We never hit it off. He would strut around in his oversized motorcycle jacket like he was the baddest knight at the round table. One day, during an improv, he grabbed me (we were simulating a fight scene) and got a little carried away. I told him in a gentle fashion to lighten up, but he was completely in character and impossible to deal with. Then we were rehearsing at Coney Island and it was lunchtime, so we decided to take a break, and the only place that was warm was in the backseat of a Toyota. I was eating a hotdog and he climbs in with a half a chicken covered in mustard with grease nearly dripping out of the aluminum wrapper. I said, "That thing is going to drip all over the place." He said, "Don't worry about it." I said, "If it gets on my pants you're gonna know about it." He proceeds to bite into the chicken and a small, greasy river of mustard lands on my thigh.
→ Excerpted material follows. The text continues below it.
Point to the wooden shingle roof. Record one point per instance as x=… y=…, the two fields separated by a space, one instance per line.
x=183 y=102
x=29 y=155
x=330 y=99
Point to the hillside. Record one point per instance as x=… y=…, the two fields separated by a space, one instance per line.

I elbowed him in the side of the head and basically pushed him out of the car. The director had to make a choice: one of us had to go, one of us had to stay. Richard was given his walking papers and to this day seriously dislikes me.

==Reception==
===Box office===
The film opened in 2 theaters in New York City on May 1, 1974, and grossed $56,026 in its opening week.

===Critical response===
On Rotten Tomatoes, the film has an approval rating of 63% "Fresh" based on 16 critical reviews. On Metacritic, it has a score of 53 out of 100 based on reviews from 6 critics, indicating "mixed or average reviews".

Quentin Tarantino calls it "a pretty good film...the first time I was introduced to the New York independent low-budget film aesthetic".